Nun lässt es sich vortrefflich darüber streiten, ob in einen Strandkorb eher Trivialliteratur oder mit dem Stigma der Seriosität bedachte Literatur passt. Wobei natürlich beide so weit auseinanderliegen wie U- und E-Musik. Es bleibt eine Sache des Geschmacks. Auch bei mir. Also habe ich mir zuerst mal das Inhaltsverzeichnis vorgenommen. Und dann geschmökert, aber auch intensiv gelesen. Es war gar nicht so sehr Gustav Schwabs „Jungfrau Europa, die Tochter des Königes Agenor, in der tiefen Abgeschiedenheit des väterlichen Palastes“ oder Oswald Wieners „mühsamer stil“ in seinen kernstücke[n] zu einer experimentellen vergangenheit oder der schwer verständliche Jahrmarkt Europa, ein schrecklicher Text von Hermann Kasack, die mich berührten oder ärgerten, sondern vor allem die Texte und Autoren, die etwas mit mir zu tun hatten - oder ich mit ihnen.

So stieß ich auf den mitreißenden Essay Auszug aus dem Hause Österreich – Unterwegs zur letzten Kaiserin Europas. Was ich nach dem letzten Satz Christoph Ransmayrs dann verspürte, war ein Gefühl der Geschichtsklitterung, dem ich allerdings nichts negatives anhängen konnte. Und so sieht dann meine Bleistifteintragung unter dem Essay (übrigens der längste Text in dieser Anthologie) auch aus: Herbert Demel war Sprecher des Vorstandes der Audi AG. Ich war dort Schichtarbeiter.

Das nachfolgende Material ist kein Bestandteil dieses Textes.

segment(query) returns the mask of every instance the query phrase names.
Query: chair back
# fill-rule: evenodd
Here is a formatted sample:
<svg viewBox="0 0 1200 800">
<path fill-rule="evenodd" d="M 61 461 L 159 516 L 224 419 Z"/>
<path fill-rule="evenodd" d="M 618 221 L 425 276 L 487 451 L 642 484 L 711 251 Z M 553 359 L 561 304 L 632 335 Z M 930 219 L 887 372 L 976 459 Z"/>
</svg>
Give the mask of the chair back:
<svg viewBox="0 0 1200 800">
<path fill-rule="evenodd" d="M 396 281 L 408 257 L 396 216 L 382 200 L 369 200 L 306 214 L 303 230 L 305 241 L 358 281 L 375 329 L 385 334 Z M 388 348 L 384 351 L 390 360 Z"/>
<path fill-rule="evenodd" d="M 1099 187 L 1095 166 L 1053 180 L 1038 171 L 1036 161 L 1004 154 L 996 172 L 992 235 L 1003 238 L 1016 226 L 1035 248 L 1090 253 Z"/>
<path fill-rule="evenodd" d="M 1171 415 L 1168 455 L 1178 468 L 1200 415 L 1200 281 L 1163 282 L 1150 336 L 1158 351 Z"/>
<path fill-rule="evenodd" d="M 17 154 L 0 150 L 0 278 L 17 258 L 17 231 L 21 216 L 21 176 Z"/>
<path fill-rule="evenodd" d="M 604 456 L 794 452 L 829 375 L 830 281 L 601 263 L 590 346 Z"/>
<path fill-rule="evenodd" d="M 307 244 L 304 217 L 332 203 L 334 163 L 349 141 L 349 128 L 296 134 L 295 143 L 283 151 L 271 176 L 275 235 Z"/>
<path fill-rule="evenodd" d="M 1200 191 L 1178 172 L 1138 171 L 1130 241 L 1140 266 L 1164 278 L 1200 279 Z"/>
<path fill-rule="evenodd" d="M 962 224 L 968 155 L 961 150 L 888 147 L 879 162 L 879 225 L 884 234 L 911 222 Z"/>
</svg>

Mit Habsburg haben wir beide wenig am Hut. Oder? Kommen wir nicht beide – rein historisch betrachtet – aus der Monarchie, er aus dem Zentrum und ich aus der Peripherie? Sich selber als Geschichte begreifen, würde ich noch hinzufügen. So hat wahrscheinlich auch Ransmayr empfunden, als er diesen dem Band Im blinden Winkel. Nachrichten aus Mitteleuropa entnommene Text verfasste.

Es gibt viele Prosastücke in diesem Buch, die zum Strandkorb, zu seinem Zweck, seiner Grundbestimmung passen. So etwa das von Sten Nadolny in einer Festrede anläßlich einer Tagung der Evangelischen Akademie in Bad Boll (28. - 30.9.84) behandelte Phänomen der Geschwindigkeit: „Raserei erzeugt Raserei. Langsamkeit hingegen ist Zeitgewinn: wir sehen mehr, erheben uns über den Bewußtseinszustand des primitiven Reflexes, können nachdenken.“ Die Tagung war mit Vertretern der Autoindustrie und des ADAC organisiert worden.

Ja, es geht noch langsamer als langsam. Und dabei kann der Weg in eine magische Geschichte führen. Wie das geht, hat Fănuș Neagu in seiner surrealen Erzählung Der Schrei ausprobiert, als die Zeit zum Stillstand gekommen war an einem „Silvestertag, abends, nach acht Uhr“. Und da konnte es schon sein, dass das Gesicht des Protagonisten Ene Lelea „düster und verzerrt war, die Augen in die Tiefe seines Schädels starrten, wild, verschleiert vom Wind und gelb brennend wie Schwefelstücke“.

Die Themenvielfalt in den 41 Texten ist sehr groß. Ein roter Faden ist allerdings schon im Inhaltsverzeichnis angezeigt: Europa (in Gustav Schwabs Prolog). Aufgeteilt wird der Leitfaden in drei Perioden: Europäische Perspektiven einst …, … und jetzt, sowie Europäisches Panorama. Der letzte Farbtupfer des Panoramas wurde von Herta Müller aufgetragen. In ihrem kurzen Essay Ein deutscher Tropfen, und das Glas ist voll mangelt es nicht an Gesellschaftskritik – wie wir es von der Autorin gewohnt sind. „Glück“ und „deutsch“ müssen nicht unbedingt zusammenpassen … Und schon gar nicht, wenn Herta Müller einen Blick auf sie wirft.

Man kann dieses Buch ruhig mit in einen Strandkorb nehmen. Man muss ja nicht alles lesen. Drüberfliegen und bei dem einen oder anderen Text innehalten, lohnt sich auf jeden Fall.